The magic ingredient for the sauce that changed how the US government works, he said, is money.
Lobbyists for major corporations, non-profit organisations, labour unions and ethnic groups are now permitted to provide unlimited funds to benefit the decision-makers in congress and the administration – and these decision-makers, as a consequence, tend to formulate government policy for the benefit of these lobbying interests. “It effectively keeps the public out of the arrangement,” said Harris. “All very neat – and on the road to authoritarian government.” He revealed this often overlooked slow-motion change in how the world’s most powerful country is governed in a conversation about the second life in his book, Lobbycratic Governance.

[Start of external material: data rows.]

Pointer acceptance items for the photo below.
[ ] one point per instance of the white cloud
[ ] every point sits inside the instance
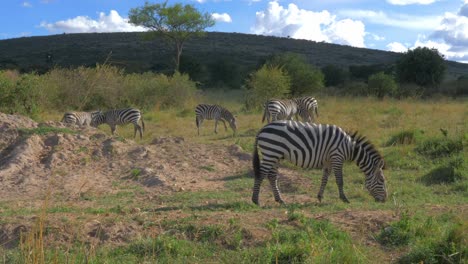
(224, 17)
(394, 20)
(396, 47)
(105, 23)
(304, 24)
(26, 4)
(411, 2)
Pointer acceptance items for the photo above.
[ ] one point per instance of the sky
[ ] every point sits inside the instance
(391, 25)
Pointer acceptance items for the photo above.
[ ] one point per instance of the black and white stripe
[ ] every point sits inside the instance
(279, 109)
(120, 117)
(216, 112)
(78, 118)
(307, 106)
(315, 146)
(286, 109)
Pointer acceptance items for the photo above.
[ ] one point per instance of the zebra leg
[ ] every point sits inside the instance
(224, 123)
(256, 189)
(338, 169)
(199, 121)
(326, 173)
(273, 178)
(113, 128)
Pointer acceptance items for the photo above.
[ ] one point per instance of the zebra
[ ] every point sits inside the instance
(287, 108)
(78, 118)
(216, 112)
(309, 145)
(277, 109)
(307, 106)
(120, 117)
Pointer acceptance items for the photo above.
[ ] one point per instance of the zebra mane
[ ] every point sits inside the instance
(364, 142)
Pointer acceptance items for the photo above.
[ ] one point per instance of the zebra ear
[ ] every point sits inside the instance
(382, 164)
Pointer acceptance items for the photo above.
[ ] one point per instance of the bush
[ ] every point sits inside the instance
(381, 84)
(451, 171)
(439, 147)
(268, 82)
(406, 137)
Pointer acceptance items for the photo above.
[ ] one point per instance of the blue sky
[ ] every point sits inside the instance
(396, 25)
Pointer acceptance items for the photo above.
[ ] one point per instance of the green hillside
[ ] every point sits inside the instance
(135, 54)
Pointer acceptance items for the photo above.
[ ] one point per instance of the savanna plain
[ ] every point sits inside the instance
(176, 197)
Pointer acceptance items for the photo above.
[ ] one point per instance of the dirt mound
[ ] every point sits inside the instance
(87, 160)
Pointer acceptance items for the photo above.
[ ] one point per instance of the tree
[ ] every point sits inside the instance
(381, 84)
(422, 66)
(267, 82)
(176, 23)
(334, 75)
(305, 78)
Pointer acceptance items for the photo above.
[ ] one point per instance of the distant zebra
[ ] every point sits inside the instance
(286, 109)
(216, 112)
(307, 106)
(315, 146)
(279, 109)
(120, 117)
(78, 118)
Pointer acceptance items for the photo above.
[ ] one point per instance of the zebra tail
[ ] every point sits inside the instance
(256, 161)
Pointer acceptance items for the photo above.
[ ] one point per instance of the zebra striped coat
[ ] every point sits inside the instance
(279, 109)
(216, 112)
(78, 118)
(285, 109)
(120, 117)
(315, 146)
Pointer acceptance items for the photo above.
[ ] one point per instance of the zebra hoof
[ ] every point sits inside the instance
(319, 197)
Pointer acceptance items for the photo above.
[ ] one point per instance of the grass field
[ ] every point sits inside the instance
(425, 219)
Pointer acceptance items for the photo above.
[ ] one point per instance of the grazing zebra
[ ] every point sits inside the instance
(216, 112)
(78, 118)
(277, 109)
(307, 106)
(315, 146)
(286, 109)
(120, 117)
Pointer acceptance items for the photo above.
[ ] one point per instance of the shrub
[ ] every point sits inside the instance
(397, 234)
(268, 82)
(406, 137)
(451, 171)
(439, 147)
(381, 84)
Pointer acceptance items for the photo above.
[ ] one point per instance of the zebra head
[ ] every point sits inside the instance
(375, 181)
(97, 118)
(233, 124)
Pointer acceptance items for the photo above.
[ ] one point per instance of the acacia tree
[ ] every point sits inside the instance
(422, 66)
(176, 23)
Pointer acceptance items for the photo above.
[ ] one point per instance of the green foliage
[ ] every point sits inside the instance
(267, 82)
(397, 234)
(381, 84)
(306, 79)
(422, 66)
(439, 147)
(44, 130)
(451, 170)
(363, 72)
(177, 23)
(334, 75)
(406, 137)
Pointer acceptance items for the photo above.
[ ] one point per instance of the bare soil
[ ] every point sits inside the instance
(59, 170)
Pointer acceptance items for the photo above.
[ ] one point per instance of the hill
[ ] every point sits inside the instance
(132, 52)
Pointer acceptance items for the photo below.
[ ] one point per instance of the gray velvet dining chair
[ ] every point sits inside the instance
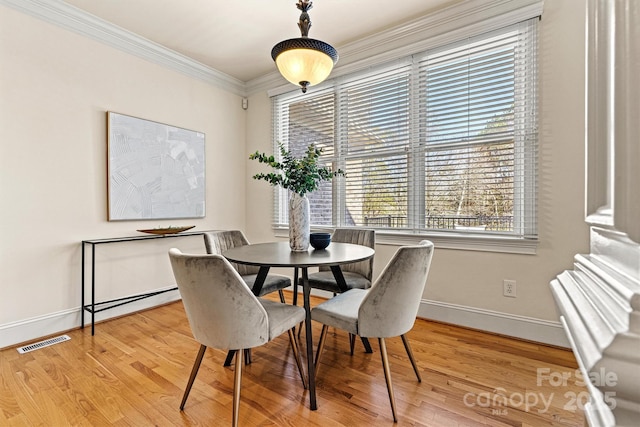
(357, 275)
(216, 242)
(224, 313)
(388, 309)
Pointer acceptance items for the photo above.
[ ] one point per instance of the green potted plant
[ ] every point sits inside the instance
(300, 176)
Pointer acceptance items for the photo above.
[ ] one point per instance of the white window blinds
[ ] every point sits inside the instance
(445, 140)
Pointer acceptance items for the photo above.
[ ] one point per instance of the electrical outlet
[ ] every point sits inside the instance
(509, 288)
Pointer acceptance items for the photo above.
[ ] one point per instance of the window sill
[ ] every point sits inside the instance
(448, 240)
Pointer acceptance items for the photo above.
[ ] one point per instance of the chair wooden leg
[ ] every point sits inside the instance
(352, 342)
(323, 337)
(407, 347)
(296, 354)
(387, 377)
(194, 372)
(295, 286)
(236, 387)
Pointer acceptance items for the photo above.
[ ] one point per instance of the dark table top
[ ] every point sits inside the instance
(279, 254)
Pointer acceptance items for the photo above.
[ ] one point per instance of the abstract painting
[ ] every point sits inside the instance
(155, 171)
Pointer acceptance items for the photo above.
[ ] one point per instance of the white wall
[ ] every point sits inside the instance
(55, 89)
(466, 287)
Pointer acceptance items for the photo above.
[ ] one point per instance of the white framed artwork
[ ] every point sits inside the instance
(155, 171)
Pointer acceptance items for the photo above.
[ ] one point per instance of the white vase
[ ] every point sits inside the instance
(299, 228)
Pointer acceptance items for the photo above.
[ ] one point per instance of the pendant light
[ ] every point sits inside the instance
(304, 61)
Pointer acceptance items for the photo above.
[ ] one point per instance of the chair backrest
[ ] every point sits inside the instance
(222, 311)
(217, 242)
(358, 236)
(391, 305)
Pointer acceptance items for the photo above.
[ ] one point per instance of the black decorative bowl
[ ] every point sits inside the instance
(320, 240)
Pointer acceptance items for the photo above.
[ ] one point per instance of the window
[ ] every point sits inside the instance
(444, 141)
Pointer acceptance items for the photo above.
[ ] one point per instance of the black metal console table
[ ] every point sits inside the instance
(96, 307)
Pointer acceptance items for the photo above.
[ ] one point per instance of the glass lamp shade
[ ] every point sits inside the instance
(304, 61)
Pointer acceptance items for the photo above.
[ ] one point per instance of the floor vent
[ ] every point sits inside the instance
(41, 344)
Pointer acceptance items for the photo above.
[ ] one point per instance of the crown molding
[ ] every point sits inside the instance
(78, 21)
(448, 25)
(465, 19)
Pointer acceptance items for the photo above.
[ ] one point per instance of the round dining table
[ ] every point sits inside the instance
(279, 254)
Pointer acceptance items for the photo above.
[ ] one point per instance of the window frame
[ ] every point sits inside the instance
(451, 239)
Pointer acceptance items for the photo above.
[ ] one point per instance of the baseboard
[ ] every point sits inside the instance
(24, 331)
(527, 328)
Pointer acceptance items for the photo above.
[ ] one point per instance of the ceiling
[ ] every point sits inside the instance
(236, 36)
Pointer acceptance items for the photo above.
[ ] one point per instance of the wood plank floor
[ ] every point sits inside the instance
(133, 373)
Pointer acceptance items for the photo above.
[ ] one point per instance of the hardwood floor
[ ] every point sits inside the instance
(134, 370)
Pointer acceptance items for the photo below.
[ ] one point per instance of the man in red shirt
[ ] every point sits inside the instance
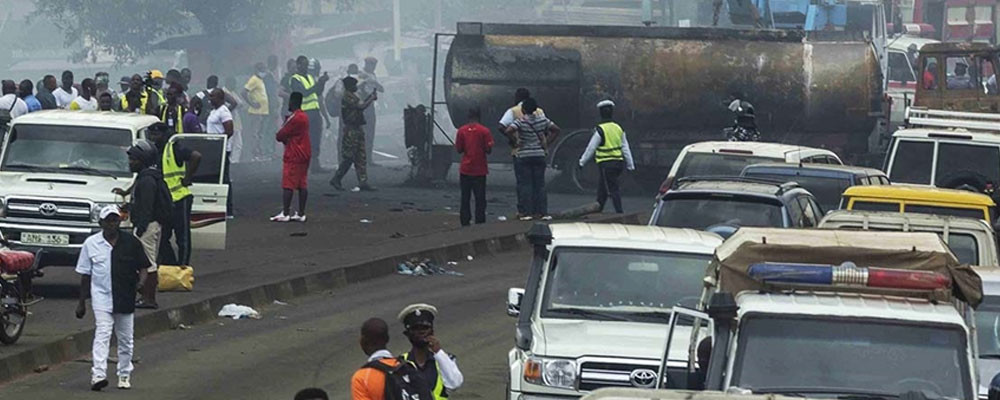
(294, 134)
(473, 141)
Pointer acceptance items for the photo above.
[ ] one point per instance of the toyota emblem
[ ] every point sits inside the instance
(48, 209)
(643, 378)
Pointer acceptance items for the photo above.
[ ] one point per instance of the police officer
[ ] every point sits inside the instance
(613, 155)
(436, 367)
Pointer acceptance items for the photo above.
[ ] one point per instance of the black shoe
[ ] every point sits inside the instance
(336, 184)
(97, 386)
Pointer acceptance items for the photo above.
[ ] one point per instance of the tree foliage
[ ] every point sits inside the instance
(129, 29)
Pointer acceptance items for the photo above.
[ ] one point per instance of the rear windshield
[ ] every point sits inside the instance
(718, 164)
(912, 162)
(964, 164)
(702, 211)
(948, 211)
(827, 190)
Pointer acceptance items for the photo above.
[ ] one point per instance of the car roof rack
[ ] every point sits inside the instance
(924, 117)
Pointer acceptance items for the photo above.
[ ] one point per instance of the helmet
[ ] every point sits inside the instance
(144, 151)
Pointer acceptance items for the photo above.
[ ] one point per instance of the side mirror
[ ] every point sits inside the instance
(514, 296)
(994, 392)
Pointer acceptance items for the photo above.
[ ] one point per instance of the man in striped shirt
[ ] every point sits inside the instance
(531, 134)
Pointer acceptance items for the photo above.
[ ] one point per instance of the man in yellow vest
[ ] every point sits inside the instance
(310, 87)
(610, 147)
(435, 367)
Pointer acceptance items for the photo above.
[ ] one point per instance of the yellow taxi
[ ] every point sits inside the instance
(919, 199)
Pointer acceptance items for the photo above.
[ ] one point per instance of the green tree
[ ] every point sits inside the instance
(129, 29)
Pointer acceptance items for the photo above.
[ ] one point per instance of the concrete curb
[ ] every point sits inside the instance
(73, 346)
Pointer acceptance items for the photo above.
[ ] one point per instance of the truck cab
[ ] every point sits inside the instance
(596, 306)
(792, 313)
(58, 169)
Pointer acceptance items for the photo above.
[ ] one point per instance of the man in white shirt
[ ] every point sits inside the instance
(111, 264)
(66, 93)
(10, 102)
(220, 121)
(86, 101)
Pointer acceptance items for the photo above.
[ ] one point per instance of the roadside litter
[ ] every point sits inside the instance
(426, 267)
(236, 311)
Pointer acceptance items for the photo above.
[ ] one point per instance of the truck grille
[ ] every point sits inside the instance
(595, 375)
(48, 210)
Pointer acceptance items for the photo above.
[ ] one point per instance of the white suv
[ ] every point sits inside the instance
(57, 170)
(598, 305)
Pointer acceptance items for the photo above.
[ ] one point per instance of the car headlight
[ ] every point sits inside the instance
(559, 373)
(95, 211)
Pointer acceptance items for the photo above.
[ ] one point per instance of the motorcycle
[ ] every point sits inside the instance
(16, 270)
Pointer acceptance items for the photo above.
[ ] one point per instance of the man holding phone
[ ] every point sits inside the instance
(435, 366)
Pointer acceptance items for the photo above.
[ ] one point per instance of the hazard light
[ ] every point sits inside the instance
(848, 274)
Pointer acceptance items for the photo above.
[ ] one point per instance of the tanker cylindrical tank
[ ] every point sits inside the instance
(670, 85)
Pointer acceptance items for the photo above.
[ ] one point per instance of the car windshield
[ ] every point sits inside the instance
(718, 164)
(851, 355)
(988, 327)
(612, 284)
(827, 190)
(702, 211)
(68, 149)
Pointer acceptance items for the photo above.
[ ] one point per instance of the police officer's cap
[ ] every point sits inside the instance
(418, 315)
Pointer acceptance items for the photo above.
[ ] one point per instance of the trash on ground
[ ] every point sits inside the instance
(425, 267)
(237, 311)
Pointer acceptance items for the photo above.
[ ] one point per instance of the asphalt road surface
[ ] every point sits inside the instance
(312, 341)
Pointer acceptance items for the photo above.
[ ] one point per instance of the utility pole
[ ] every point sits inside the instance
(397, 45)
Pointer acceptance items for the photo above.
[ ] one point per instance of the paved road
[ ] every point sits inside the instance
(313, 341)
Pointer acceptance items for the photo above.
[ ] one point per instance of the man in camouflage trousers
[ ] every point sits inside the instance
(352, 149)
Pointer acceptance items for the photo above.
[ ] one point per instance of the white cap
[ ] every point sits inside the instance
(110, 209)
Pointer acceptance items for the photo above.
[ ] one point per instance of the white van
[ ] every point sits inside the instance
(57, 170)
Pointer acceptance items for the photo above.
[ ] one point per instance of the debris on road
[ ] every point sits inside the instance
(236, 311)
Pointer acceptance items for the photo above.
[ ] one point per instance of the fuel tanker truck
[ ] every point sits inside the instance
(671, 86)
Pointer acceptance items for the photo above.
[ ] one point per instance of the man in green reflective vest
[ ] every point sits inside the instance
(310, 87)
(610, 147)
(435, 367)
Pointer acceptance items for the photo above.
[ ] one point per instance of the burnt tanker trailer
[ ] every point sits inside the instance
(670, 85)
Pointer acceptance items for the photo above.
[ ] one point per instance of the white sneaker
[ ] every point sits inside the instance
(281, 217)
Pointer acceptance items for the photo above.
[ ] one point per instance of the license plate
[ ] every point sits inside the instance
(44, 238)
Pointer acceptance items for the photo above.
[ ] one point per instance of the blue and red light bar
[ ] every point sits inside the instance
(848, 274)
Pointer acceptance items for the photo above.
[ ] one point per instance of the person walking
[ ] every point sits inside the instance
(435, 367)
(150, 211)
(369, 84)
(220, 121)
(10, 102)
(87, 101)
(353, 149)
(512, 114)
(613, 156)
(66, 93)
(309, 86)
(110, 265)
(255, 94)
(531, 134)
(294, 134)
(473, 141)
(26, 91)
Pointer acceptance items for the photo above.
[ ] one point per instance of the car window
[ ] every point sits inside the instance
(862, 205)
(911, 162)
(966, 164)
(947, 211)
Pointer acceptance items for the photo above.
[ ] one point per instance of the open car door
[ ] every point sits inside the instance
(208, 212)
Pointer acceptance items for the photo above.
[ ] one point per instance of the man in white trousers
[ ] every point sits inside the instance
(111, 263)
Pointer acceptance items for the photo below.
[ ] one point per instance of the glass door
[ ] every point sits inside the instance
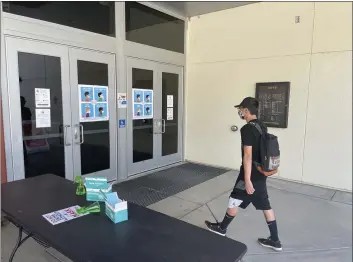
(92, 76)
(39, 108)
(154, 115)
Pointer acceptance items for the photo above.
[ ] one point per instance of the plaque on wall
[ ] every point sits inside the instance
(273, 103)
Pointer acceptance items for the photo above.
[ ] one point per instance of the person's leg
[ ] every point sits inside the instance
(272, 224)
(262, 203)
(221, 228)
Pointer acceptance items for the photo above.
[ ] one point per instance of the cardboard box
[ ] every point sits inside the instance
(115, 208)
(93, 187)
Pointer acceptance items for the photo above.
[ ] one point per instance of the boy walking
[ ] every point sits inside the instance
(250, 186)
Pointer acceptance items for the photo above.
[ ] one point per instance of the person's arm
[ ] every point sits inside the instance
(247, 140)
(247, 161)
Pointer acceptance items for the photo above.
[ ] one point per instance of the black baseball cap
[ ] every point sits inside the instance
(249, 103)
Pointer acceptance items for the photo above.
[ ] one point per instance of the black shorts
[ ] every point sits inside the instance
(240, 198)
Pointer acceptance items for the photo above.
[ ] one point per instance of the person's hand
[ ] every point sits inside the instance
(249, 187)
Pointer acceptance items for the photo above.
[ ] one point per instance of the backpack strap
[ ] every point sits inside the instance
(257, 126)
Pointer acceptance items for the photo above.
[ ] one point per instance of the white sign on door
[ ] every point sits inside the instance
(42, 97)
(43, 118)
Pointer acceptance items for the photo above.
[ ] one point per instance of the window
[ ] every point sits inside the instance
(148, 26)
(96, 17)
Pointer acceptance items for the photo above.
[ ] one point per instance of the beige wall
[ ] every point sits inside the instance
(230, 51)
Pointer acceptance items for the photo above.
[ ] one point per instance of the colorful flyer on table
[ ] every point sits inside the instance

Harris points out that there are only 535 legislators in the US congress and some 1 200 senate-confirmed presidential appointees. But there are more than 100 000 registered lobbyists in Washington and about 80 000 lawyers living in the area.
This group, together with the senior civil servants working for the agencies of the executive branch and congressional committees, create the rules and regulations that favour their past, current or future employers – those major corporations, non-profit organisations, labour unions and ethnic groups.
Similarly, lobbyists and bureaucrats taking over government policy happened in elephant-over-populated and wildlife-rich Botswana in 2014.
Former Botswana president Ian Khama, along with unelected senior government officials, introduced a wildlife management policy dictated, controlled and funded by animal rights groups.
The policy involved a ban on international hunting. Khama imposed it without consulting any of the hunting communities impacted by this decision.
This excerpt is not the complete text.